Correio atrasado (32)


Julia Holter, “Night Song”, in https://www.youtube.com/watch?v=Sl3C_eIM_A0    
Não conseguia domar o corpo. Uma inquietação intensa debulhava o sossego. Sentia que o corpo tinha vontade própria. Comandava-o para triunviratos não desejados, para lugares improváveis, para danças imponderáveis, para longas estadias noturnas (ele que nunca fora noctívago), para o desejo sem freio.
Que se lembrasse, o ser não quadrava com um corpo irreverente. Ao contrário: fora o paradigma da rotina, da rotina que admitia adorar (para alvoroço de quem o ouvia em tal confissão, mesmo que estivessem só a simular a contrariedade, pois também seriam servos do marasmo). O cansaço não tinha lugar. O sono era adiado até a noite se render à alvorada e já não haver préstimo para se deitar no sono. O corpo arrebatado movia-se de um lado para o outro, impaciente quando se demorava na infrutífera inércia do mesmo lugar. Era o corpo que pedia a sede de tudo, nem que fosse de meras limalhas das coisas novas que ensinavam os ângulos neófitos que faziam o corpo reaprender-se. Via-se atlético, pose masculina, como acontece com os protótipos de Adónis que se onanizam na contemplação da figura própria à frente de um espelho honesto. Tinha cabimento a ideia, diferente de todas as que tiveram residência pretérita, de que o corpo é a consubstanciação de tudo, desprezando a espiritualidade que olha para as peias interiores e proclama lugares-comuns sobre a antítese entre o exterior e o interior, devotando-se a este último.

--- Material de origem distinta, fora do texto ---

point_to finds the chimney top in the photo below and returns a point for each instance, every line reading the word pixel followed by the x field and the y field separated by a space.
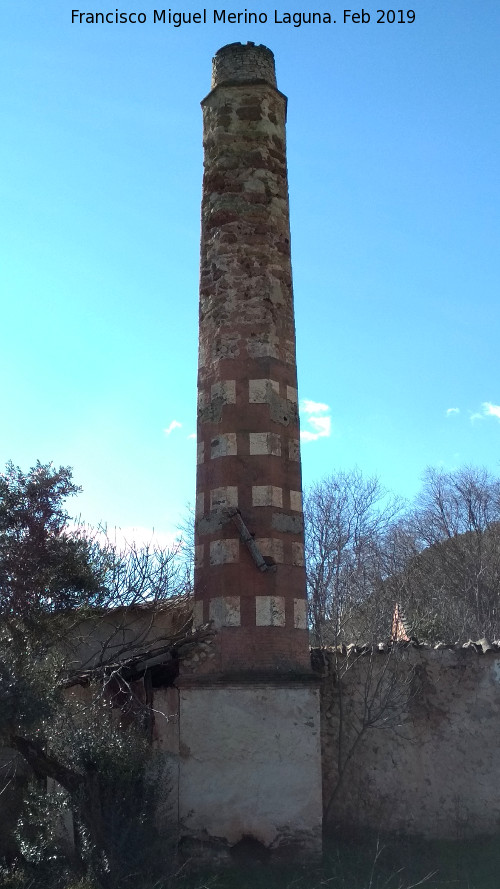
pixel 243 63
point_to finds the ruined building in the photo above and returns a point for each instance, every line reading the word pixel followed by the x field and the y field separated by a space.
pixel 249 717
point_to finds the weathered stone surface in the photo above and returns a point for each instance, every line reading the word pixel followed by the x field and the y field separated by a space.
pixel 248 417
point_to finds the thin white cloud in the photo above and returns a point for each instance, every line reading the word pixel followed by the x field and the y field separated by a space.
pixel 491 410
pixel 124 539
pixel 318 426
pixel 174 425
pixel 313 407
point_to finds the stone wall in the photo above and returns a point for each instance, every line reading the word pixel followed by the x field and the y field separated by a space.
pixel 430 763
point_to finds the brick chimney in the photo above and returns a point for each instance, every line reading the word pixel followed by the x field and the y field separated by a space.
pixel 249 570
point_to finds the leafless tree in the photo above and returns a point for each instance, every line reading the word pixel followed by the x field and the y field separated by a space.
pixel 443 557
pixel 347 519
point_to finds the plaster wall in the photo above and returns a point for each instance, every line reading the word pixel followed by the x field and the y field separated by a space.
pixel 432 764
pixel 250 764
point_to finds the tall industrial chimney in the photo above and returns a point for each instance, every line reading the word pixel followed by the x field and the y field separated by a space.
pixel 249 575
pixel 249 735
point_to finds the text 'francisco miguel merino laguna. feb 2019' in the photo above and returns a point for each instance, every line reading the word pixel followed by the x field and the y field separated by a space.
pixel 230 17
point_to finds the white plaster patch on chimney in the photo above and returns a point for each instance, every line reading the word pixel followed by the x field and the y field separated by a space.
pixel 270 546
pixel 270 611
pixel 258 390
pixel 288 352
pixel 265 443
pixel 202 355
pixel 267 495
pixel 199 553
pixel 298 554
pixel 224 551
pixel 224 445
pixel 294 449
pixel 224 611
pixel 300 614
pixel 200 505
pixel 220 497
pixel 198 614
pixel 225 389
pixel 296 501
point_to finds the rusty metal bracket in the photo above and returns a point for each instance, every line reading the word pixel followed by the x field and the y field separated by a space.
pixel 235 516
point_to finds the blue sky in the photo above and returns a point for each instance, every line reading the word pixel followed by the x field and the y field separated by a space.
pixel 393 135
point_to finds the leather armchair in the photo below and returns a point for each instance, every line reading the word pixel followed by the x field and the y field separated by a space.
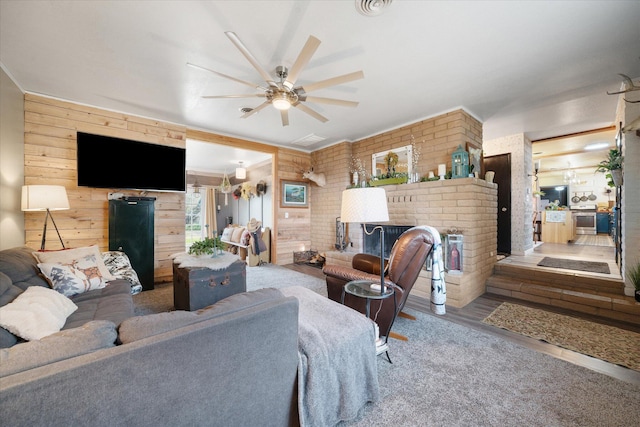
pixel 408 256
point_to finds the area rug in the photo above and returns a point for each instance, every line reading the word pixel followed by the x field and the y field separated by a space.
pixel 572 264
pixel 604 342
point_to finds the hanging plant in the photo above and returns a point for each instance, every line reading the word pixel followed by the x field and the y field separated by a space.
pixel 237 193
pixel 247 191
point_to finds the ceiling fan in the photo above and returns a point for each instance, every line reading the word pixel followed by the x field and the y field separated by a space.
pixel 283 94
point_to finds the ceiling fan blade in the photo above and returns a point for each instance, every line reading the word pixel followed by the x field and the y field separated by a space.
pixel 253 95
pixel 284 115
pixel 332 101
pixel 252 59
pixel 303 59
pixel 333 81
pixel 255 110
pixel 311 112
pixel 253 85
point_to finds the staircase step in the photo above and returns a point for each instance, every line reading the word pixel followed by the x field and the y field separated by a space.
pixel 589 295
pixel 573 281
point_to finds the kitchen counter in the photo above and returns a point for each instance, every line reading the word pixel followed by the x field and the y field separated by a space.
pixel 558 227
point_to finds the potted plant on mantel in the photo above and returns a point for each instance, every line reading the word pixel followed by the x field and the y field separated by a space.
pixel 612 166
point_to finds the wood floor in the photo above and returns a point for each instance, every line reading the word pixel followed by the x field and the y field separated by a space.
pixel 473 314
pixel 583 252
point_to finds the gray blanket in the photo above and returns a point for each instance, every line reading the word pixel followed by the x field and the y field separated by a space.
pixel 337 369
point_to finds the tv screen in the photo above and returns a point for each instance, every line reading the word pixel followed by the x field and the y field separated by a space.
pixel 107 162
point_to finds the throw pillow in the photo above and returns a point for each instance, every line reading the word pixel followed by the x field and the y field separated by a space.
pixel 79 276
pixel 36 313
pixel 66 344
pixel 237 234
pixel 67 256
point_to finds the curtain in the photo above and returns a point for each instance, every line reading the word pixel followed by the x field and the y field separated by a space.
pixel 210 211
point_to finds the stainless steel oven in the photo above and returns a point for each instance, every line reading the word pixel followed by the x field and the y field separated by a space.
pixel 585 220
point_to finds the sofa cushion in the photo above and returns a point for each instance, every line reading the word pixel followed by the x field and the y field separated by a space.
pixel 36 313
pixel 137 328
pixel 78 276
pixel 113 303
pixel 21 267
pixel 8 292
pixel 71 256
pixel 59 346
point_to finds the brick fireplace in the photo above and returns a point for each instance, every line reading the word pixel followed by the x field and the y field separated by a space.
pixel 468 205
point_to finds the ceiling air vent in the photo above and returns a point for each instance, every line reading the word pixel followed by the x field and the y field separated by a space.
pixel 310 139
pixel 371 7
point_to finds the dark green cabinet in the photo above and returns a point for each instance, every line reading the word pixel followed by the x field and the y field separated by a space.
pixel 131 226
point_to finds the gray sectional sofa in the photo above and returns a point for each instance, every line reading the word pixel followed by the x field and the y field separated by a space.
pixel 233 363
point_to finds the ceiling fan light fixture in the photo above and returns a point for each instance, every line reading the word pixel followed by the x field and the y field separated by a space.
pixel 280 101
pixel 371 7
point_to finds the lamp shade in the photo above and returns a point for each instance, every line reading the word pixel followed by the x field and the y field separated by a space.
pixel 363 205
pixel 43 197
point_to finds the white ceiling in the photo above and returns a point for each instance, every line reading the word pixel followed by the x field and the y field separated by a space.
pixel 541 68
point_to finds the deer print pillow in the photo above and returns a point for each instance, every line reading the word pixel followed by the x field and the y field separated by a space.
pixel 74 277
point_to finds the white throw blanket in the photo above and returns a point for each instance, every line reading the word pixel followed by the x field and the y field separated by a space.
pixel 219 262
pixel 438 286
pixel 337 367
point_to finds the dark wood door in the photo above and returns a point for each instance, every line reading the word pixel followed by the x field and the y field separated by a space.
pixel 501 165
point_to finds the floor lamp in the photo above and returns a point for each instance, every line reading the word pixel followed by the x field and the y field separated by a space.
pixel 367 204
pixel 45 198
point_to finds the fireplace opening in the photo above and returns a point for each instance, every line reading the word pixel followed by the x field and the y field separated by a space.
pixel 371 243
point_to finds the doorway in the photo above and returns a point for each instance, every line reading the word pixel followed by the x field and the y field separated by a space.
pixel 501 165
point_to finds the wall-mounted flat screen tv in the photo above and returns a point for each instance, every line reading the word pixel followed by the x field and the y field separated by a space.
pixel 107 162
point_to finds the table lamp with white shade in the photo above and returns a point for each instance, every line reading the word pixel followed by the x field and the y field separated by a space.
pixel 45 198
pixel 368 204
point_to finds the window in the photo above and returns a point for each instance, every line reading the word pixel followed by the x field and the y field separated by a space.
pixel 194 218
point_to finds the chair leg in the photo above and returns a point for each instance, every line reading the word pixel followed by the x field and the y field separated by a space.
pixel 398 336
pixel 406 316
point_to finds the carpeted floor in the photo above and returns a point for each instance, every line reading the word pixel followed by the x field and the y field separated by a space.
pixel 604 342
pixel 451 375
pixel 571 264
pixel 594 240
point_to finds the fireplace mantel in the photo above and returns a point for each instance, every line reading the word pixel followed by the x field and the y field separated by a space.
pixel 468 205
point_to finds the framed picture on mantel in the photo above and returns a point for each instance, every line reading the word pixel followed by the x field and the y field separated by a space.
pixel 294 194
pixel 475 158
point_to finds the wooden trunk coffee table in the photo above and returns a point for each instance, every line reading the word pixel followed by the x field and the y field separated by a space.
pixel 198 287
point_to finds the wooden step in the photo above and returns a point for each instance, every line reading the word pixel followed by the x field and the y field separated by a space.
pixel 563 279
pixel 596 296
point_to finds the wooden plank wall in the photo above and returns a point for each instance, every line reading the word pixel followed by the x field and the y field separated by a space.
pixel 50 158
pixel 293 232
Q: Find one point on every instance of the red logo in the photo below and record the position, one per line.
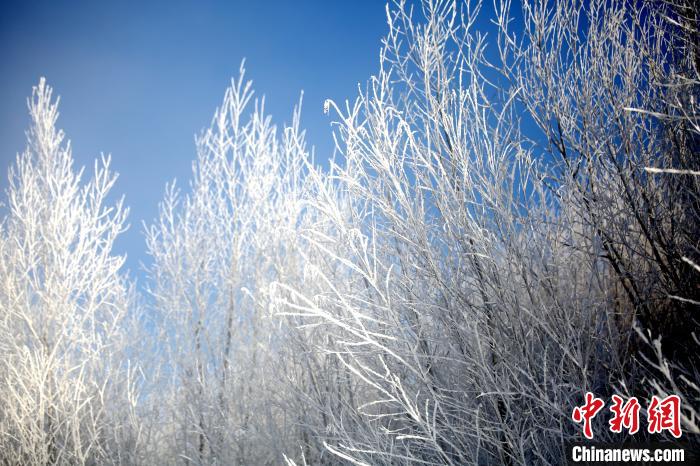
(662, 414)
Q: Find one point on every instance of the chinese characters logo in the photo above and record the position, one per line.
(662, 414)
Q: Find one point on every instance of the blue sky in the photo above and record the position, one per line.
(139, 79)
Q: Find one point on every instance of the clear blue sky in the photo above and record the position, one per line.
(139, 79)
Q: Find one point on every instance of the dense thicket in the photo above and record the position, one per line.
(512, 222)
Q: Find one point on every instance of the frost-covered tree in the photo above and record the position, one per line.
(66, 394)
(503, 235)
(236, 374)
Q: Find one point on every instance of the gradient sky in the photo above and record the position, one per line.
(139, 79)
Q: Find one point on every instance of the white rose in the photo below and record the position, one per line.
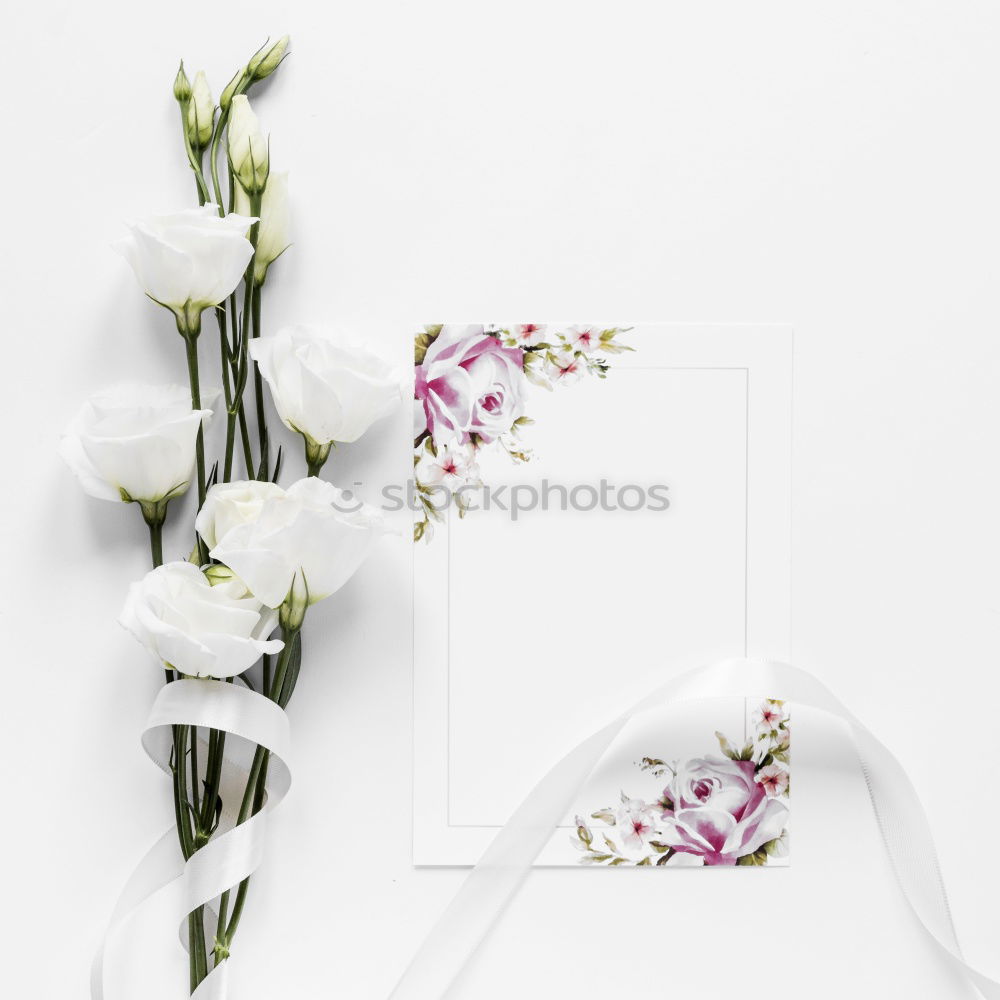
(309, 538)
(203, 631)
(229, 505)
(189, 260)
(134, 442)
(326, 385)
(272, 233)
(248, 153)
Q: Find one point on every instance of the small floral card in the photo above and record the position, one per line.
(597, 506)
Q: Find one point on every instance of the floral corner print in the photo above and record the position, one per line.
(471, 393)
(728, 810)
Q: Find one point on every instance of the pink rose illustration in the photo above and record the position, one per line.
(720, 812)
(469, 383)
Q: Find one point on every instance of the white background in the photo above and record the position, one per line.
(834, 166)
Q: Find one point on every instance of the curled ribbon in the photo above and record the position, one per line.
(136, 959)
(901, 820)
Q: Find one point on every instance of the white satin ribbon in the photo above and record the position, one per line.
(901, 820)
(142, 955)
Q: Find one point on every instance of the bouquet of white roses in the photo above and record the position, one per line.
(224, 622)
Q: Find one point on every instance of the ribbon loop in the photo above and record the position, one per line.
(136, 959)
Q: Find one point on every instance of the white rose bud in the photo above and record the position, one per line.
(188, 261)
(135, 443)
(326, 385)
(298, 545)
(248, 152)
(268, 58)
(201, 630)
(272, 233)
(201, 112)
(182, 86)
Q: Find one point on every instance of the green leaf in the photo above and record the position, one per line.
(424, 340)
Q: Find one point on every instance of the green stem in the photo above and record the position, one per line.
(156, 544)
(191, 343)
(258, 385)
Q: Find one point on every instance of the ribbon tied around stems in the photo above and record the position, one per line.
(435, 969)
(137, 959)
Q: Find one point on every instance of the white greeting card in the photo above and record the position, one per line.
(648, 531)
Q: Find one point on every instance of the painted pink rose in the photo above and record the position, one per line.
(720, 813)
(469, 383)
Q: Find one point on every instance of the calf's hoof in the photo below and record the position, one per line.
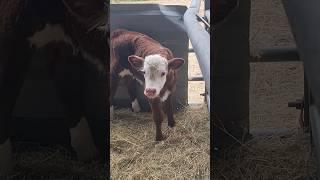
(82, 141)
(135, 106)
(5, 159)
(159, 137)
(171, 124)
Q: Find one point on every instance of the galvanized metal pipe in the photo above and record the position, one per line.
(200, 40)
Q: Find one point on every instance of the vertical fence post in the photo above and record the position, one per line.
(231, 77)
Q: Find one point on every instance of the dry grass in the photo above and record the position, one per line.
(184, 154)
(274, 157)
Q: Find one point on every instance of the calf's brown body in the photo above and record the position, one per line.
(127, 43)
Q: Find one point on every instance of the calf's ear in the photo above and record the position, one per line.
(136, 61)
(175, 63)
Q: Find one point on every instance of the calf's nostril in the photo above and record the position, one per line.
(150, 91)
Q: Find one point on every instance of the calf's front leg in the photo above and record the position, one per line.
(157, 116)
(169, 111)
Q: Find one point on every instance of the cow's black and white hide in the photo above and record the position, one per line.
(77, 31)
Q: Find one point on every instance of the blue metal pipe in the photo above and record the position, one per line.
(200, 40)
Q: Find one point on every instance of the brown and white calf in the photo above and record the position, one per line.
(152, 65)
(68, 27)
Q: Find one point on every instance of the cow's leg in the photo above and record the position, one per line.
(169, 111)
(69, 83)
(132, 90)
(114, 81)
(157, 116)
(15, 54)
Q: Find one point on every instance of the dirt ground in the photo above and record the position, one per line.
(273, 85)
(285, 152)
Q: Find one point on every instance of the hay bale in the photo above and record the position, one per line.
(183, 154)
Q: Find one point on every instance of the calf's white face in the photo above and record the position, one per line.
(154, 69)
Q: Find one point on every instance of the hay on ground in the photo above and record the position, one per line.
(183, 154)
(276, 157)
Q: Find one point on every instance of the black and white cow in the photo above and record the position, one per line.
(76, 31)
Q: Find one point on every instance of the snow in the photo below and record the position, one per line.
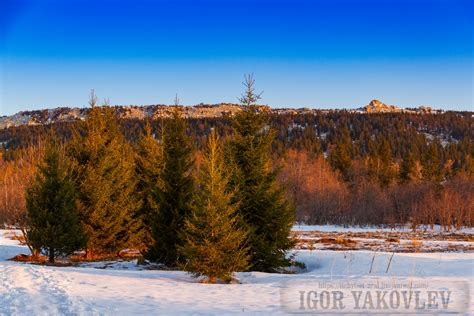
(372, 229)
(123, 288)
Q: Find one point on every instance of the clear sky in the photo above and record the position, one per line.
(321, 54)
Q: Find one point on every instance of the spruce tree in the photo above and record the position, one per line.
(149, 164)
(265, 212)
(340, 159)
(104, 173)
(53, 222)
(176, 194)
(213, 241)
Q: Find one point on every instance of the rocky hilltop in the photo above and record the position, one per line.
(65, 114)
(376, 106)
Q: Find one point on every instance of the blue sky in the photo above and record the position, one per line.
(321, 54)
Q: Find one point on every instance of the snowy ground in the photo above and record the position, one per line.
(124, 289)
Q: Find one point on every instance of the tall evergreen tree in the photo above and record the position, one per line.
(340, 159)
(105, 179)
(213, 241)
(149, 164)
(53, 222)
(176, 195)
(265, 212)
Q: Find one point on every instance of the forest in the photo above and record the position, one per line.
(337, 166)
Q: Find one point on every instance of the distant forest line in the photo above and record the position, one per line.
(338, 167)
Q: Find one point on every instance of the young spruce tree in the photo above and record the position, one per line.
(104, 173)
(213, 239)
(265, 212)
(53, 222)
(149, 165)
(176, 194)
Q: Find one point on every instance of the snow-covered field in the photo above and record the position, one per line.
(124, 289)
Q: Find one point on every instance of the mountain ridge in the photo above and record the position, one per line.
(66, 114)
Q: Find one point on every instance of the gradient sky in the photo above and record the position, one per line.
(321, 54)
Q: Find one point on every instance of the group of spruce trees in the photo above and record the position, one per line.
(99, 194)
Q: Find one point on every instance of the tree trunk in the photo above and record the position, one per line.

Estava perplexo: esta nunca fora a sua zona de conforto. A preguiça indomável obstava ao culto do corpo. Não sabia que praga o tinha contaminado para estar nos preparos da consagração do corpóreo, desvalorizando a sinecura espiritual que, apesar do ateísmo, sempre fora esteio centrípeto. Algo acontecera a apalavrar a mudança, mas já aprendera que era perda de tempo se começasse a eviscerar as funduras do caso à procura de explicações. Aprendera: a lateralidade da demanda era sinónimo de desprezo do mais importante. E, quase de certeza, através da incursão lateral haveria de se perder num labirinto propositadamente talhado para a sua desambição.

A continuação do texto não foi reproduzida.